Five technology-driven VoIP services to enhance your online gaming experiences
Interested in getting into online gaming and want some good communication alternatives beyond Skype? Moving away and want to stay in touch with friends while you play? Or maybe you’re just looking for a new service to compare to your existing VOIP of choice that has better technology-driven features for the best experience while online? Either way, it’s good to know a little more about the competition.
If you’re new to VOIP, have a friend that owns a server, or are looking to get your feet wet in an easy-to-use software, then Ventrilo isn’t a bad way to go. With decent sound quality and relatively low memory usage, Ventrilo is less resource-intensive than Skype, especially if you have a server to use.
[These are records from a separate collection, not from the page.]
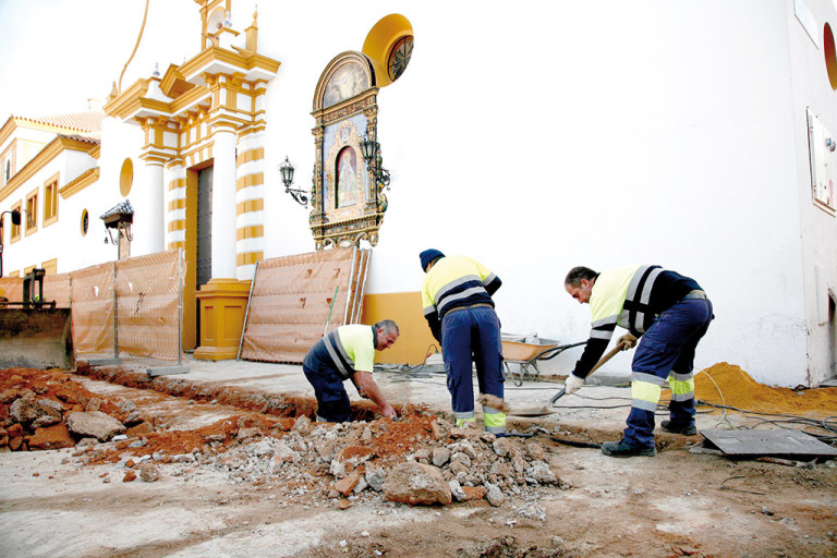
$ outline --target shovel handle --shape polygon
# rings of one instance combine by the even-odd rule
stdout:
[[[567,389],[562,388],[560,391],[553,396],[553,399],[549,400],[549,404],[554,404],[556,401],[562,398],[565,393],[567,393]]]
[[[627,345],[628,345],[628,343],[626,343],[624,341],[621,341],[621,342],[617,343],[617,345],[616,345],[616,347],[614,347],[612,349],[610,349],[610,352],[608,352],[606,355],[604,355],[604,356],[603,356],[603,357],[602,357],[602,359],[601,359],[601,360],[599,360],[599,361],[596,363],[596,365],[595,365],[595,366],[593,366],[593,369],[591,369],[591,371],[590,371],[590,373],[587,373],[587,376],[590,376],[591,374],[593,374],[594,372],[596,372],[598,368],[601,368],[601,367],[602,367],[602,366],[603,366],[603,365],[604,365],[604,364],[605,364],[607,361],[609,361],[610,359],[612,359],[612,357],[614,357],[614,355],[616,355],[616,353],[623,351],[623,350],[624,350],[624,348],[626,348]]]

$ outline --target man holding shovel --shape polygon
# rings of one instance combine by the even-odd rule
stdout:
[[[666,379],[671,388],[670,420],[662,428],[693,436],[694,379],[698,342],[714,318],[712,303],[694,279],[659,266],[628,266],[596,272],[574,267],[565,279],[567,292],[591,306],[591,332],[575,369],[567,378],[567,393],[578,391],[605,352],[616,326],[630,335],[619,339],[624,349],[642,337],[631,365],[631,412],[621,440],[602,445],[611,457],[655,456],[654,411]]]

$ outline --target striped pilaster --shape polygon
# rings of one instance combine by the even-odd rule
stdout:
[[[166,189],[166,247],[186,247],[186,169],[169,165]]]
[[[235,172],[235,275],[253,278],[264,257],[265,134],[240,136]]]

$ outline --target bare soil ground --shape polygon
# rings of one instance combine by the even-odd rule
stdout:
[[[300,420],[311,400],[197,393],[175,389],[175,381],[163,393],[143,389],[138,378],[116,379],[141,387],[0,371],[7,433],[0,433],[7,436],[0,556],[837,556],[834,461],[813,468],[733,461],[689,452],[700,436],[665,434],[655,458],[612,459],[558,444],[551,429],[542,429],[511,444],[532,464],[539,451],[534,441],[555,482],[533,483],[524,473],[504,481],[492,469],[478,474],[504,488],[498,506],[478,497],[411,507],[372,486],[337,492],[344,477],[329,463],[345,440],[372,448],[361,466],[368,472],[373,464],[386,470],[426,460],[433,448],[469,439],[428,410],[408,409],[399,423],[322,427]],[[130,421],[135,430],[122,441],[74,435],[72,447],[10,451],[10,407],[23,389],[54,396],[64,413],[93,405],[120,421],[131,402],[140,414]],[[372,418],[367,410],[357,413]],[[24,428],[19,449],[33,434]],[[560,437],[601,442],[619,434],[561,430]],[[471,441],[471,470],[501,461],[490,454],[490,440]],[[131,474],[138,477],[128,482]]]

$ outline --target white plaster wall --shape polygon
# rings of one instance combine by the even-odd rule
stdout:
[[[811,192],[811,167],[806,109],[837,135],[837,93],[832,89],[824,64],[823,27],[837,29],[837,11],[829,1],[805,0],[813,16],[813,40],[788,8],[790,59],[793,69],[793,119],[796,169],[801,220],[802,269],[804,272],[805,326],[808,328],[808,377],[802,384],[817,386],[835,376],[837,327],[828,322],[827,289],[837,292],[837,218],[816,207]],[[830,169],[837,179],[837,171]]]
[[[469,254],[505,281],[504,330],[577,341],[590,314],[563,292],[570,267],[657,263],[715,303],[699,368],[725,361],[805,384],[792,2],[538,8],[389,1],[323,19],[319,7],[259,7],[260,50],[282,62],[267,90],[266,207],[278,218],[266,256],[313,245],[276,167],[288,154],[310,187],[319,73],[401,13],[415,49],[378,97],[392,190],[367,292],[418,290],[426,247]],[[605,371],[629,367],[623,354]]]
[[[837,25],[829,0],[806,2]],[[837,97],[792,4],[260,4],[259,52],[281,62],[265,95],[265,256],[314,250],[310,208],[284,194],[278,166],[289,156],[295,187],[311,187],[323,69],[401,13],[415,50],[378,97],[392,189],[367,292],[417,291],[426,247],[468,254],[504,280],[505,331],[571,342],[586,339],[590,313],[563,292],[570,267],[657,263],[694,277],[715,304],[698,369],[729,362],[762,383],[806,384],[822,360],[806,339],[809,269],[834,231],[805,194],[800,114],[816,105],[836,131]],[[233,2],[236,28],[253,8]],[[145,183],[142,131],[107,119],[104,132],[99,182],[71,198],[90,204],[90,238],[122,201],[125,156],[132,203]],[[837,256],[824,257],[832,281]],[[568,372],[579,352],[550,362]],[[620,354],[605,371],[629,368]]]
[[[40,267],[44,262],[56,258],[58,272],[64,272],[78,268],[78,262],[84,258],[97,258],[101,256],[100,251],[82,250],[78,241],[81,239],[81,213],[77,213],[77,203],[74,197],[64,199],[58,197],[58,220],[44,227],[44,183],[59,174],[59,189],[66,184],[69,180],[75,179],[85,170],[93,168],[95,161],[85,153],[75,150],[65,150],[33,177],[20,186],[13,195],[2,203],[2,210],[8,210],[14,203],[22,202],[22,207],[26,207],[26,196],[38,190],[38,210],[36,221],[38,230],[33,234],[26,235],[25,216],[21,217],[21,240],[15,243],[9,243],[11,228],[11,217],[4,217],[4,241],[7,242],[3,251],[3,275],[8,276],[12,271],[20,271],[26,267],[36,265]],[[69,170],[68,170],[69,169]]]

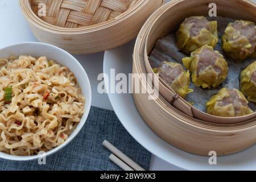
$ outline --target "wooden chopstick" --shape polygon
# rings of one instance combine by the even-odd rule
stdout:
[[[114,154],[116,156],[117,156],[119,159],[124,162],[126,164],[129,166],[131,168],[134,169],[135,171],[145,171],[142,167],[141,167],[139,165],[136,163],[134,161],[131,160],[128,156],[127,156],[125,154],[122,152],[118,149],[115,148],[113,144],[109,143],[107,140],[104,140],[102,144],[109,150],[113,154]]]
[[[113,161],[115,164],[118,166],[124,171],[134,171],[133,168],[130,168],[130,166],[125,163],[122,160],[119,159],[114,154],[111,154],[109,156],[109,159]]]

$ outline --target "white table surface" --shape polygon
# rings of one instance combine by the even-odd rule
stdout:
[[[38,42],[31,31],[18,5],[18,0],[0,0],[0,48],[24,42]],[[74,55],[84,67],[90,79],[92,105],[113,110],[108,95],[97,90],[98,75],[102,72],[104,52],[88,55]],[[180,168],[152,156],[151,170],[179,170]]]

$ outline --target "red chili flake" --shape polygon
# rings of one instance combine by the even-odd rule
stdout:
[[[46,92],[44,93],[44,100],[47,100],[48,97],[49,97],[49,94],[50,94],[50,93],[49,91],[46,91]]]
[[[22,123],[18,121],[15,121],[15,124],[17,125],[18,126],[20,126]]]

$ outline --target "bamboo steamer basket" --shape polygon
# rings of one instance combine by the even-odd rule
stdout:
[[[218,15],[256,22],[256,6],[250,1],[172,1],[156,11],[139,32],[133,54],[133,73],[137,75],[154,73],[148,55],[155,41],[177,28],[186,17],[207,15],[210,3],[216,3]],[[212,119],[207,117],[204,118],[205,116],[202,119],[200,115],[195,115],[192,106],[162,80],[159,81],[159,97],[148,100],[148,96],[154,95],[153,90],[147,89],[146,77],[138,78],[141,89],[146,89],[147,93],[135,93],[134,90],[137,109],[148,126],[171,144],[195,154],[208,155],[210,151],[215,151],[218,155],[224,155],[240,151],[256,143],[255,115],[246,117],[246,119]],[[133,82],[134,89],[135,84]]]
[[[19,4],[39,41],[71,53],[88,54],[134,39],[163,1],[19,0]],[[46,16],[39,18],[36,13],[42,3]]]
As a client, there’s little to fear when using Ventrilo’s features.
If you need a server, there are plenty of low-cost options to choose from - most start at hosting 10 people for under $5.00 a month. Public servers also exist if you’re not looking to pay a dime, but come with a lack of privacy, as anyone looking for a place to roam could potentially enter your group.
Mumble sits on the slightly fancier side of the table for VOIP, boasting some very cool features if all your friends are in on the fun. Positional Audio is supported by a wide range of titles and helps add an extra layer of realism to co-op FPS games. Mumble also has an in-game overlay to display who is talking, although regular game updates can occasionally make this feature incompatible.
One downside to Mumble is its above-average bandwidth use compared to other VOIP services, but Mumble still stands out as less resource-intensive than other peer-to-peer VOIP services. Much like Ventrilo, you’ll also need to pay for servers, which have various price ranges depending on how many players you’re looking to accommodate.
A relative newcomer to VOIP, Curse Voice is missing a few key features that set it apart from other services. Unlike other programs Curse Voice does not have open lobbies, but instead connects calls through a secure server. A friends list feature helps to minimize some of the inconvenience, but it still means you’ll need to set up a chat session before starting any game.
That said, Curse Voice has its perks. Unlike Mumble and Ventrilo, Curse Voice is a free to use program for all users. It’s also far less intensive on resources than other VOIP services and offers other handy features like noise suppression and limited in-game overlay. The program is also capable of matching you with other players encountered randomly, should playing open parties in games like League of Legends be your fancy.
For gamers looking to dive into a more complex VOIP, Teamspeak may be just up your alley. Player lobbies and a fairly in-depth permissions system allow server owners to create their own channels that can easily give limited access to outsiders. While elements of Teamspeak’s lobbies are shared across other VOIPs, a solid latency and minimal bandwidth usage make it a good choice for large groups (or very social) friends.
Teamspeak servers come in all sizes and can be rented at costs competitive with Ventrilo and Mumble. File sharing through Teamspeak is also quite popular, as servers can be used to store data in addition to connecting users.
Fast, reliable, and free, Raidcall offers the convenience of player lobbies and a consistent ‘hub’ to meet up in without the price tag of a monthly server. A good mix of features from competing VOIPs, its downside comes at the quality.
Any stickler for call quality won’t be too pleased with what Raidcall has to offer, and topped off with higher-than-normal bandwidth use, Raidcall may disappoint anyone looking for top-notch performance. But considering the low-low price of nothing, it certainly isn’t a bad way to go if you’re just looking to get a clan of friends up and running sooner than later.